Mrs Grantly had been quite right. The archdeacon was at the deanery. He had come into Barchester that morning by himself, not caring to intrude himself upon Eleanor, and he also immediately on his arrival had heard of the dean's fit. There was, as we have before said, a library or reading room connecting the cathedral with the dean's home. This was generally called the bishop's library, because a certain bishop of Barchester was supposed to have added it to the cathedral. It was built immediately over a portion of the cloisters, and a flight of stairs descended from it into the room in which the cathedral clergymen put their surplices on and off. As it also opened directly into the dean's house, it was the passage through which that dignitary usually went to his public devotions. Who had or had not the right of entry into it, might be difficult to say; but the people of Barchester believed that it belonged to the dean, and the clergymen of Barchester believed that it belonged to the chapter.

On the morning in question most of the resident clergymen who constituted the chapter, and some few others, were here assembled, and among them as usual the archdeacon towered with high authority. He had heard of the dean's fit before he was over the bridge which led into the town, and had at once come to the well known clerical trysting place. He had been there by eleven o'clock, and had remained ever since. From time to time the medical men who had been called in came through from the deanery into the library, uttered little bulletins, and then returned.
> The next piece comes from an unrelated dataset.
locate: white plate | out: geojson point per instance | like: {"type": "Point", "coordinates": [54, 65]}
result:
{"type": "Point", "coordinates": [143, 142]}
There was it appears very little hope of the old man's rallying, indeed no hope of any thing like a final recovery. The only question was whether he must die at once speechless, unconscious, stricken to death by his first heavy fit; or whether by due aid of medical skill he might not be so far brought back to this world as to become conscious of his state, and enabled to address one prayer to his Maker before he was called to meet Him face to face at the judgement seat.